La toute première lettre manifestait l’intention de ses signataires de ne pas recevoir de subventions, ni de solliciter de soutien pour la production de films, et de ne pas participer à des événements organisés par le fonds.
Cette campagne publique fait suite à des propos tenus par le distributeur de films Ophir Lafa lors du récent festival du film qui a accompagné le lancement du fonds en juillet. Il avait en effet assuré que le fonds ferait en sorte que la cérémonie annuelle des Ophir, l’équivalent israélien des Oscars, rende hommage au cinéma de Cisjordanie.
Les cinéastes protestataires, dont font partie Ari Folman (« Valse avec Bachir », « Où est Anne Frank »), nominé aux Oscars, Nadav Lapid, lauréat de l’Ours d’or au festival de Berlin, Hagai Levy (« Betipul », « The Affair »), Mor Loushy et Daniel Sivan, Eran Kolirin, lauréat de l’Ophir, et des dizaines d’autres cinéastes, en ont appelé à l’Académie israélienne du cinéma et de la télévision afin qu’elle ne donne pas « sa caution à l’occupation », lors de la cérémonie des Ophir Awards prévue le 18 septembre prochain.
« Ce n’est pas la culture qui motive ce festival ou ce ‘Fonds de Samarie pour le cinéma’ … Cela n’a vocation qu’à effacer la Ligne verte et la distinction entre régimes militaires et civils et normaliser les colonies », lit-on dans la lettre. « Le Fonds de Samarie n’est pas un fonds pluraliste : il fait partie intégrante du régime d’apartheid, puisqu’il est ouvert à un groupe ethnique (les Juifs) mais fermé à un autre (les Palestiniens), alors qu’ils vivent au même endroit, » poursuit la missive.
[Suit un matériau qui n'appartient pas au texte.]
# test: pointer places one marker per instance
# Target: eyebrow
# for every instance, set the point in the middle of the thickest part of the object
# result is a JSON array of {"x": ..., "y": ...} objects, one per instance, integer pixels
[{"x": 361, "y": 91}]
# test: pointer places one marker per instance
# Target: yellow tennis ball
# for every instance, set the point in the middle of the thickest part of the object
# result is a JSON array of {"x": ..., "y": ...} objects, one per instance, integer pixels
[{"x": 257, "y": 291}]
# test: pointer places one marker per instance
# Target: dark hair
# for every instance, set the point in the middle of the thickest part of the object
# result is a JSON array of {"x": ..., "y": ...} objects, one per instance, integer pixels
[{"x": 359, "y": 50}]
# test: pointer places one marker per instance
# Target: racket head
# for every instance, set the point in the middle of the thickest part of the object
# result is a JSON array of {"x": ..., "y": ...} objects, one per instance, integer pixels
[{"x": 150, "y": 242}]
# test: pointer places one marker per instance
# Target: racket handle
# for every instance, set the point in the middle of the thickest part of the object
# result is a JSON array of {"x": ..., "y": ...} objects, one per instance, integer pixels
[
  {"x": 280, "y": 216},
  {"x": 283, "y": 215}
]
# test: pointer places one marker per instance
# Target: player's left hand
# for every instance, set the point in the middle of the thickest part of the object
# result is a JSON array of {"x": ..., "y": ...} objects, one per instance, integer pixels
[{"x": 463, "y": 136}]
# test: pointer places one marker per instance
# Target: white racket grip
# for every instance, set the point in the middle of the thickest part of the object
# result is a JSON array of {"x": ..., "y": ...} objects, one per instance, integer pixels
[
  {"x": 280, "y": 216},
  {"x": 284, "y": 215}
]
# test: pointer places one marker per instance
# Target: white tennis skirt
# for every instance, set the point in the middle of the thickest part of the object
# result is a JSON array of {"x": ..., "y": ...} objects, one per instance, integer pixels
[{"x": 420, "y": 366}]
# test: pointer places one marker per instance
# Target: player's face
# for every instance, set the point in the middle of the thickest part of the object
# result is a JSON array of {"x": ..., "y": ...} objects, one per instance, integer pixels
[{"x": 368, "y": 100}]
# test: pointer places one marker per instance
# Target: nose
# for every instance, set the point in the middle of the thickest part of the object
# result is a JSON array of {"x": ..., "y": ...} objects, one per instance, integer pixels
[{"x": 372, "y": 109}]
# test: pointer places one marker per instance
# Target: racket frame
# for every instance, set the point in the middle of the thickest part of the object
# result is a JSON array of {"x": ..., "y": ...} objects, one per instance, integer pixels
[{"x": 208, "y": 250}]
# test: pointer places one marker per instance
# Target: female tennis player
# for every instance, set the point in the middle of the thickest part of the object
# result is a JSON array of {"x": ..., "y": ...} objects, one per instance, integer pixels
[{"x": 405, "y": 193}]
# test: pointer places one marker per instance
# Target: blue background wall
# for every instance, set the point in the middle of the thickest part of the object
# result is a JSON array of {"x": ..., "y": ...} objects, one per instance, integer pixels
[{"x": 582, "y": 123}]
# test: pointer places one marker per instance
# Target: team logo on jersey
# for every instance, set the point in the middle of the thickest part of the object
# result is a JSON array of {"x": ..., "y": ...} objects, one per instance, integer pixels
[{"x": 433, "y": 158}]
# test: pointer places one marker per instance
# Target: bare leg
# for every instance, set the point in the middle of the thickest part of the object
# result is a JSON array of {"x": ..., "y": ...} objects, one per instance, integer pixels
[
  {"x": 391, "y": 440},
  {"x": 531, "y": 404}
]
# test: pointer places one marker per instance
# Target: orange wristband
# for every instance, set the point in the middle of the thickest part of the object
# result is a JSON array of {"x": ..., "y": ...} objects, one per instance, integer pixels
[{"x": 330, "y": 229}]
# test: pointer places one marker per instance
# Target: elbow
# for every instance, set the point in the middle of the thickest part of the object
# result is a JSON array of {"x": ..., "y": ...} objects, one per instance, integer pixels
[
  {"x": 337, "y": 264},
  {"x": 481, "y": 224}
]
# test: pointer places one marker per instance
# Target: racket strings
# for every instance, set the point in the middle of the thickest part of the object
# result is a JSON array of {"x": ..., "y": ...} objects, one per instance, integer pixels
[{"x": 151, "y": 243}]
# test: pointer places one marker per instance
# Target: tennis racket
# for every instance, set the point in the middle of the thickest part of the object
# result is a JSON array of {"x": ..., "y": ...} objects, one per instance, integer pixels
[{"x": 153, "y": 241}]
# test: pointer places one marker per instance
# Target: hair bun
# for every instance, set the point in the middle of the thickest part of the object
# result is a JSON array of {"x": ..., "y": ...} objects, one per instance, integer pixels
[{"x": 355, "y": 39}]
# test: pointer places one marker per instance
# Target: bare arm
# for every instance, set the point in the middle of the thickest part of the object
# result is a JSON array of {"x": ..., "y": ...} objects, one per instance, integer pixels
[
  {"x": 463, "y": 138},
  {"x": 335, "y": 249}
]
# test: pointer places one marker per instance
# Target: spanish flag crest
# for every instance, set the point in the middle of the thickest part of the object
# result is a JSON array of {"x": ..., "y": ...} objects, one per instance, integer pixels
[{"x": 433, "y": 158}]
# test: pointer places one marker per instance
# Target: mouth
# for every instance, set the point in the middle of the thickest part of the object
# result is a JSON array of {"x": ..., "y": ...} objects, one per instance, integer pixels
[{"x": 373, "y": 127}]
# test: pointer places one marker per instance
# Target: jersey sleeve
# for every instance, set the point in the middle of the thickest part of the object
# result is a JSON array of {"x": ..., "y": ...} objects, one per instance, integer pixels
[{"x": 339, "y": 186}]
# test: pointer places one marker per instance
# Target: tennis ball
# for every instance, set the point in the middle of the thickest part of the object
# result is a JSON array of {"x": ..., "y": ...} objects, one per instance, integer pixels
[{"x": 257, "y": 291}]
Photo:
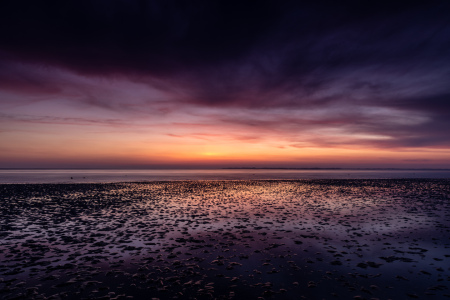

Ils ont invité l’Académie israélienne du cinéma et de la télévision « à ne pas faire du cinéma israélien un nouvel instrument d’oppression du peuple palestinien ».
Ils ont conclu leur lettre en déclarant leur intention de ne pas s’associer au fonds, refusant que la cérémonie des Ophir se tienne dans une zone soumise à « occupation militaire. »

Le fonds a été créé en 2019 par l’ex-ministre de la Culture Miri Regev, critique de longue date de ce qu’elle qualifie de films anti-israéliens produits par des cinéastes israéliens.
Regev considérait que les fonds cinématographiques auxquels le gouvernement allouait des subventions discriminaient les cinéastes des implantations, la communauté arabe et la communauté ultra-orthodoxe.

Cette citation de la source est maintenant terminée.